CD4 lymphopenia was more common than CD8 lymphopenia. Normal/high CD8 + and NK cell counts were remarkable. Increased CD8+ TEMRA cells seem to indicate peripheral homeostatic proliferation following viral infections. Low serum IgA correlated with low RTE% and impaired T-cell function. DGS severity markers include hypocalcemia, congenital cardiac anomaly, and T-cell lymphopenia.
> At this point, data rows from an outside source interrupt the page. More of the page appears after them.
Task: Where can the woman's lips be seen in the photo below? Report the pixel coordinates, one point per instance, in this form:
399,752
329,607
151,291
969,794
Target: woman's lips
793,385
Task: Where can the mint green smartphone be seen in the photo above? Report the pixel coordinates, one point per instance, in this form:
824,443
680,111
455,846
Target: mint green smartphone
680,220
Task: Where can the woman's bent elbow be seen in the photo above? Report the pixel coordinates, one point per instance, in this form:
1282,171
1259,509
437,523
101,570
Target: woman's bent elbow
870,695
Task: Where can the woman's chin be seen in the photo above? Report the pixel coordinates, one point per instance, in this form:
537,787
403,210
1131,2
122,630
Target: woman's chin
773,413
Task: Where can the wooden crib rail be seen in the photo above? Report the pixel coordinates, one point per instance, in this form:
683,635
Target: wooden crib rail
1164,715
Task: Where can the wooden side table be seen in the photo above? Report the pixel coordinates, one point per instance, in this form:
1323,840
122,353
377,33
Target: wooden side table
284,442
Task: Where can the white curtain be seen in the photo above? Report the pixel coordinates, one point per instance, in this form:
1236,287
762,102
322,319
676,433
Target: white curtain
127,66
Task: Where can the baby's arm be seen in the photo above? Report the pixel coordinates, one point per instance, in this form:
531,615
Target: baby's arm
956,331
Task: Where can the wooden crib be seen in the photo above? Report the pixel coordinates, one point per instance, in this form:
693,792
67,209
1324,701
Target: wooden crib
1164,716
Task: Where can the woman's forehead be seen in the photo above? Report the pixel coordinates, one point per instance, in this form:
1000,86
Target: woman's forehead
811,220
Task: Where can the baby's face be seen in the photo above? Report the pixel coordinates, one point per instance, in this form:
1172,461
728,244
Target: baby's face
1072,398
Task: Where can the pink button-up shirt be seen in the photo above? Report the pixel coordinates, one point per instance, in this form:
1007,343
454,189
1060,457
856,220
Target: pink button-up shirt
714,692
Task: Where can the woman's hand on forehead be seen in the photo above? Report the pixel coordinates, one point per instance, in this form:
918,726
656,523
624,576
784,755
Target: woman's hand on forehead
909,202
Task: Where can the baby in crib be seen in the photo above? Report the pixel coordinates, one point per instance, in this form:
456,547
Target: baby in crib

迪乔治综合征(DGS)是一种微缺失综合征,表现范围广泛,从轻度T细胞淋巴细胞减少到严重联合免疫缺陷。
确定DGS的临床/免疫表型生物标志物。
共纳入72例22q11.2缺失患者(n = 66)以及符合DGS标准但无缺失的患者(n = 6)。
男女比例为41/31。临床诊断时的中位年龄为1.7岁(0天至22岁),随访时间为21.7个月(0天至17.3年)。常见的评估原因是心脏特征(30.6%)、生长发育迟缓(15.3%)和神经特征(15.3%)。颅面畸形(64/66,97%)、中枢神经系统表现(62/72,86.1%)和先天性心血管缺陷(43/70,61.4%)较为常见。我们注意到淋巴细胞减少(30/72,41.7%)和低IgM(25/69,36.2%)。49.3%(33/67)的患者辅助性T细胞计数较低。细胞毒性T细胞和NK细胞计数分别在80.6%(54/67)和97%(65/67)的患者中正常/偏高。42.3%(11/26)的患者CD4+ TEMRA较低,34.6%(9/26)的患者CD8+ TEM百分比低。无一例患者CD8+ TEMRA低。B细胞正常/偏高(52/67,77.6%)。30.8%(8/26)的患者转换记忆低,38.5%(10/26)的患者活化B细胞百分比低。低IgA水平与淋巴细胞活化和近期胸腺迁出细胞(RTE)百分比降低有关。6例(8.3%)淋巴细胞减少的患者死亡,其中3例患有先天性无胸腺症。
CD4淋巴细胞减少比CD8淋巴细胞减少更常见。CD8+和NK细胞计数正常/偏高较为显著。CD8+ TEMRA细胞增加似乎表明病毒感染后外周稳态增殖。血清IgA低与RTE%低和T细胞功能受损相关。DGS严重程度标志物包括低钙血症、先天性心脏异常和T细胞淋巴细胞减少。